Miller applied as a volunteer to donate her kidney, and although their blood groups didn’t match, she was healthy enough to donate it. Despite pushing her body to the extreme in the past few years, she was “tissue compatible” with Grosky, a very rare and unusual match for people who aren’t related, she revealed in the podcast. On April 21, the kidney transplant surgery was conducted while both were admitted to adjoining operating rooms at the UMass Memorial Medical Center. Grosky praised Miller as his “most brilliant, most creative student” he has ever had. 

Not all donors donate

The woman, on the other hand, confessed that the pride she felt for who she was and who she became has been deeply healing for her. According to the Kidney Medicine Journal, 31.1% of the public is currently registered as donors, but only 15.6% thought about donating kidneys. 78.7% would donate only if the recipient was their own family member. For Miller, however, her fifth-grade teacher wasn't much different from the family.
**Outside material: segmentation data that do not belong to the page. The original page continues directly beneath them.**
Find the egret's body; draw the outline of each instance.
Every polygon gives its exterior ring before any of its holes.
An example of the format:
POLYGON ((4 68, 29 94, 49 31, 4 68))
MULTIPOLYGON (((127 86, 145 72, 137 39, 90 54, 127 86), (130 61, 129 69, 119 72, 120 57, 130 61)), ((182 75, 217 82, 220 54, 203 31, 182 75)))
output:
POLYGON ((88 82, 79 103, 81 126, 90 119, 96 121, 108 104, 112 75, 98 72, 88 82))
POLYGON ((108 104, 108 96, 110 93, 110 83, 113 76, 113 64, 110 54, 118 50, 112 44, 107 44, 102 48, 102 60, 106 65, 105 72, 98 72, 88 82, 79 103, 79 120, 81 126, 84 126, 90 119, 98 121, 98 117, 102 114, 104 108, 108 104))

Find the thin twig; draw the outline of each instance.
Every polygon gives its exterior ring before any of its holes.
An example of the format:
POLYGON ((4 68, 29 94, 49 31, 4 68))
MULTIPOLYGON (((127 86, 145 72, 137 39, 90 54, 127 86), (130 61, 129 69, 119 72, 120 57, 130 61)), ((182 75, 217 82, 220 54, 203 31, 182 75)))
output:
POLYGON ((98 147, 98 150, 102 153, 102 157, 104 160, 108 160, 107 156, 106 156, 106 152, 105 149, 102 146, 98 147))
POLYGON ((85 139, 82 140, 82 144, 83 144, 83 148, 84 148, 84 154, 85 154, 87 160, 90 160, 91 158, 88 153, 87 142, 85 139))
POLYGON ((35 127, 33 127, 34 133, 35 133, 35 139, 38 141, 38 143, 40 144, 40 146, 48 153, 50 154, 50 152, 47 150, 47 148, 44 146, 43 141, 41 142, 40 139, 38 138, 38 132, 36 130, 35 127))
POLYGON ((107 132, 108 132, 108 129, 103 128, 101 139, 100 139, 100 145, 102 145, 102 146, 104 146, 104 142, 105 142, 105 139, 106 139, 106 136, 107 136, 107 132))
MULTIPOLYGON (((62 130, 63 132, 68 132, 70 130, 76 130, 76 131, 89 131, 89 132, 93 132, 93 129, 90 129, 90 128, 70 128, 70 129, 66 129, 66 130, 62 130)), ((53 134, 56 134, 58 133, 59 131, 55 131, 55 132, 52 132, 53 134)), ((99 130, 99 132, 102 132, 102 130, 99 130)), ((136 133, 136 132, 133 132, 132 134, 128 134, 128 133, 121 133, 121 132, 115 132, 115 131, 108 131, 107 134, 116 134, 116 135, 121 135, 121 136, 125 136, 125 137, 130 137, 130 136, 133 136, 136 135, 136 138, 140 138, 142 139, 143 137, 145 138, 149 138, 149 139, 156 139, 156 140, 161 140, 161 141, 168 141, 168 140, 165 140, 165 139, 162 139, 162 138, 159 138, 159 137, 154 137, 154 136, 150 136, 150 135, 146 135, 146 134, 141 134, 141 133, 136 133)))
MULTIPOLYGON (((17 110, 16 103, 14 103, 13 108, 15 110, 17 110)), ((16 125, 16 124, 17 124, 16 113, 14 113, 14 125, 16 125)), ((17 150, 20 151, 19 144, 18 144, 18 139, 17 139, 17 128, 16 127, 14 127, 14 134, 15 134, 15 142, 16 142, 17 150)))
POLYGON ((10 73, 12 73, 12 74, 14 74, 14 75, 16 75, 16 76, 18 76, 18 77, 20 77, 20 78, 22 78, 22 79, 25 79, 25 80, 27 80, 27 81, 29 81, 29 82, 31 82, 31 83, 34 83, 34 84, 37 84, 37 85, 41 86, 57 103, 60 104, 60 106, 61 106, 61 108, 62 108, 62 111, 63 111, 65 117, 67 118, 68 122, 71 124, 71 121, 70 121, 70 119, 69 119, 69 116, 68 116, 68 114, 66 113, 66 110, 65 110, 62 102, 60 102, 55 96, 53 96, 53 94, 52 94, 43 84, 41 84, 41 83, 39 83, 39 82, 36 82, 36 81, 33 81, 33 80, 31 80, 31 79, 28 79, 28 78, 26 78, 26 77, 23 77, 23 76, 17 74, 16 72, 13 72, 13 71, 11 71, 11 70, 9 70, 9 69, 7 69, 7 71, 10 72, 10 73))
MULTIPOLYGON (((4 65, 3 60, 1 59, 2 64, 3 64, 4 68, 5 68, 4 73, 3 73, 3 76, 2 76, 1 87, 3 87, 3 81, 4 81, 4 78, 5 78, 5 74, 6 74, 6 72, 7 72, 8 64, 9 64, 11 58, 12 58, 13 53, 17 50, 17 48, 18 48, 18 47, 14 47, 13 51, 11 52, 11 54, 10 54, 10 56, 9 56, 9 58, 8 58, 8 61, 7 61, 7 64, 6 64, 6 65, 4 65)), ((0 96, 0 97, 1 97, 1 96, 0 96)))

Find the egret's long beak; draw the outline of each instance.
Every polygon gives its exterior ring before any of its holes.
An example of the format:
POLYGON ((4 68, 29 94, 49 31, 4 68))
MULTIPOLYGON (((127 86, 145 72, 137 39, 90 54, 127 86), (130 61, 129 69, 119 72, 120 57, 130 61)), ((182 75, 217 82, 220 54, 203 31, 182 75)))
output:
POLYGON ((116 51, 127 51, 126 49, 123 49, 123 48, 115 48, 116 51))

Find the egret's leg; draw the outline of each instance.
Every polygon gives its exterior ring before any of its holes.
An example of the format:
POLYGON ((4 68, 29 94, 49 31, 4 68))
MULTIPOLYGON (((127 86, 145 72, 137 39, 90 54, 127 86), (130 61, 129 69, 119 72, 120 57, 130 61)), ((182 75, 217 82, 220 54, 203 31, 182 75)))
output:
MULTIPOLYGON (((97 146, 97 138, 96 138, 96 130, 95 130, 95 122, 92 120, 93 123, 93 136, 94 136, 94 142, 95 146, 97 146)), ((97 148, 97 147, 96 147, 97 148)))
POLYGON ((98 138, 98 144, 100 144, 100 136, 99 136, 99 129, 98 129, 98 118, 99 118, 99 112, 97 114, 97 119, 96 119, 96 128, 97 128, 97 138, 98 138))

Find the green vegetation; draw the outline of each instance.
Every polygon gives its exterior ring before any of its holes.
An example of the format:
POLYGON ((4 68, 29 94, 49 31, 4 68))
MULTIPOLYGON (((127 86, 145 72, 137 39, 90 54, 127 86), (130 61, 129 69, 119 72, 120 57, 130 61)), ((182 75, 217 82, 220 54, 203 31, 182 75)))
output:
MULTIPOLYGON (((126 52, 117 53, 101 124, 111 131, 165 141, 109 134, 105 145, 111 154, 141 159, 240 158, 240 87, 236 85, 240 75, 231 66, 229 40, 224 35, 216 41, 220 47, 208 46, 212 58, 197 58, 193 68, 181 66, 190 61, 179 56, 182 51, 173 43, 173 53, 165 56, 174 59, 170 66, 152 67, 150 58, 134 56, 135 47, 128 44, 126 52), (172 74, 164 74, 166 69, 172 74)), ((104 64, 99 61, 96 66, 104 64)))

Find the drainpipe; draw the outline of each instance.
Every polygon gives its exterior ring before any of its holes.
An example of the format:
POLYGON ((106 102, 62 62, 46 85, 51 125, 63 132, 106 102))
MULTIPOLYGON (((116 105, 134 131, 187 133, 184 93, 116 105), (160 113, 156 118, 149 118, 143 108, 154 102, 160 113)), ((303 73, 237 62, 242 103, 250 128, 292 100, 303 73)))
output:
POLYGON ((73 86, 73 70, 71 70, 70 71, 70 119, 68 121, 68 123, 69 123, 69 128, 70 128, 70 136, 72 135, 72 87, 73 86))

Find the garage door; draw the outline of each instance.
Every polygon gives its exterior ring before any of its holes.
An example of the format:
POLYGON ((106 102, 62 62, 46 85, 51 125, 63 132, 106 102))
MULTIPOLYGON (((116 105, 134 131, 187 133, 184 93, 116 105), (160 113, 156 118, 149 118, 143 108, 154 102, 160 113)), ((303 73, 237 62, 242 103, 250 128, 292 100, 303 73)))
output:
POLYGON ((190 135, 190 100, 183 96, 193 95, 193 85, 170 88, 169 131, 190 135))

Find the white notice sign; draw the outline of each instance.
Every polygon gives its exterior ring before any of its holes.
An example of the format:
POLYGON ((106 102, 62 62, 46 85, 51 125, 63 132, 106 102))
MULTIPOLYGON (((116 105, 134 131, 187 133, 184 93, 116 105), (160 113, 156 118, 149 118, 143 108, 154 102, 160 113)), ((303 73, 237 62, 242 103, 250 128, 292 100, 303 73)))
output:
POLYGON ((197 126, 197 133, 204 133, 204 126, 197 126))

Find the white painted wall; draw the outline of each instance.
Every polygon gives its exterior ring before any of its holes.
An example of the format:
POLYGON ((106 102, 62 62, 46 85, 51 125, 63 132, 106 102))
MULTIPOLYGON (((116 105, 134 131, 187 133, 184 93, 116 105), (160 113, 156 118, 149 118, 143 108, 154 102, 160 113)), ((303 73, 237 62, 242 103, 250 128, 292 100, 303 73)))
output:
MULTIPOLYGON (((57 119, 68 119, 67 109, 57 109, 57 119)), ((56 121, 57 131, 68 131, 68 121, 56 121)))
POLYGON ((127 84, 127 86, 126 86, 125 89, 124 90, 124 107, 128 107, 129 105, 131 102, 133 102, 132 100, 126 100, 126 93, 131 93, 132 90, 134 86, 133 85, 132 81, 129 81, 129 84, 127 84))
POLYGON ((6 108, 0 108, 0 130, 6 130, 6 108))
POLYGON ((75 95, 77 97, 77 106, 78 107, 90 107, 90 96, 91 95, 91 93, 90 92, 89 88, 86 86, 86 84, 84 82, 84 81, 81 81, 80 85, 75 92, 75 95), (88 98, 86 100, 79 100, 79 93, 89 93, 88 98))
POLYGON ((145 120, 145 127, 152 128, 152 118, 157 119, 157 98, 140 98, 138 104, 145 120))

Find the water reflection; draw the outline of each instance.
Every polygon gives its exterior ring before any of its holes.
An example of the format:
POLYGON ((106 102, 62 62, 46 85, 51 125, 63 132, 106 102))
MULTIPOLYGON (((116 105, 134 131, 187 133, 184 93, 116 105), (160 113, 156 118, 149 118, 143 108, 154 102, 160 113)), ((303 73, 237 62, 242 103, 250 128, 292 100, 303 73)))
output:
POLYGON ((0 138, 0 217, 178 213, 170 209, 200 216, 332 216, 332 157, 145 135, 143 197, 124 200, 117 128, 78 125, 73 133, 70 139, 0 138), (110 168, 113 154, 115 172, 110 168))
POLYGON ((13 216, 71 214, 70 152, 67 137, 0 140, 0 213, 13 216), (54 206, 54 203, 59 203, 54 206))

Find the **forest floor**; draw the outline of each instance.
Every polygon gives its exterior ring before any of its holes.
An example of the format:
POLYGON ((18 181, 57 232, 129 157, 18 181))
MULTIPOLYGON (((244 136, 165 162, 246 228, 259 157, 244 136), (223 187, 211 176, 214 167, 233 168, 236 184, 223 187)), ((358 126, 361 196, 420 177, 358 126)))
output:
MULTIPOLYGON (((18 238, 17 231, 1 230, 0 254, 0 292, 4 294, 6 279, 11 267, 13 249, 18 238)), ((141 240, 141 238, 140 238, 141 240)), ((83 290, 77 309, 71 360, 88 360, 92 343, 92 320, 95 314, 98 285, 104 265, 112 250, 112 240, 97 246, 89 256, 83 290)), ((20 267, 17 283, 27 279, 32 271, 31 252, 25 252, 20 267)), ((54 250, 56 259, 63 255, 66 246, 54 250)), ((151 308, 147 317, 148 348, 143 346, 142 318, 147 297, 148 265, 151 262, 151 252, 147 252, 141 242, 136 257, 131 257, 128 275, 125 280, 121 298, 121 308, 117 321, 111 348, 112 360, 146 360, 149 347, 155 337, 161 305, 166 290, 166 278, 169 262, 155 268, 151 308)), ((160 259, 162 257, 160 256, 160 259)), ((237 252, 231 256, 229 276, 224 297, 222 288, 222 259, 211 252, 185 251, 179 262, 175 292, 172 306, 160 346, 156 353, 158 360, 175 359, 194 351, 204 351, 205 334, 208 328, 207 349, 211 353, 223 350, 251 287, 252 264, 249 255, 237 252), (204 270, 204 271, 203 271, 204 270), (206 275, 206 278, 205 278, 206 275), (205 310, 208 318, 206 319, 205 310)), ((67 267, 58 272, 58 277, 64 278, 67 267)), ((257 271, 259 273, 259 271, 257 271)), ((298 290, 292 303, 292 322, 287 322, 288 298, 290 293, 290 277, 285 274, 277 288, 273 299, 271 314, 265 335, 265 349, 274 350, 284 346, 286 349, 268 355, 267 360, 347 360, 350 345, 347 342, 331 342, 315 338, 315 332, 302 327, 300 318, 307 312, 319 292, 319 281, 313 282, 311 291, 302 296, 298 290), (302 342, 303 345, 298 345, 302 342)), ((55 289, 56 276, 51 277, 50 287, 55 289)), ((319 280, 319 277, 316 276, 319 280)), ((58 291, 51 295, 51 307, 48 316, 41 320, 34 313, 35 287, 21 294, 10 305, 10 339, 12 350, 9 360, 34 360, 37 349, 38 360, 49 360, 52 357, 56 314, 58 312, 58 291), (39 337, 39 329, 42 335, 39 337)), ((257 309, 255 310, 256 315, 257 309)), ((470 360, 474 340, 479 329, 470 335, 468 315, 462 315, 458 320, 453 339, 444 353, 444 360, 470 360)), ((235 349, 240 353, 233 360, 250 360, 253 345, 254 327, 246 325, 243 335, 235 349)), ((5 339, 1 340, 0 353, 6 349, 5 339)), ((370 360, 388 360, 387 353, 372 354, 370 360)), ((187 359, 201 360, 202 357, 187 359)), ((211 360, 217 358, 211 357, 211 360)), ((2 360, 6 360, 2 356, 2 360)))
Cheerful-looking school teacher working on a bulletin board in the classroom (Representative Image Source: Getty Images | Halfpoint Images)
Cheerful-looking artist working on a bulletin board in the classroom (Representative Image Source: Getty Images | Photo by Halfpoint Images)

 

'Pain is a privilege'

“The pain I’m going through now is definitely not more than I can handle,” Miller told the Globe. “Just like high diving, flying trapeze, skydiving, and skeleton racing, kidney donation was for me an opportunity and a responsibility to use to their fullest extent the physical gifts I was lucky enough to be given,” she said.

At present, both the student and the teacher are “painfully but positively” on the road to recovery. For the next three months, Miller cannot participate in any strenuous physical exercise, including intensive training, lifting, or driving. But as the duo recovers, they heal their collective past and pave the way for newer, more connected memories in the future.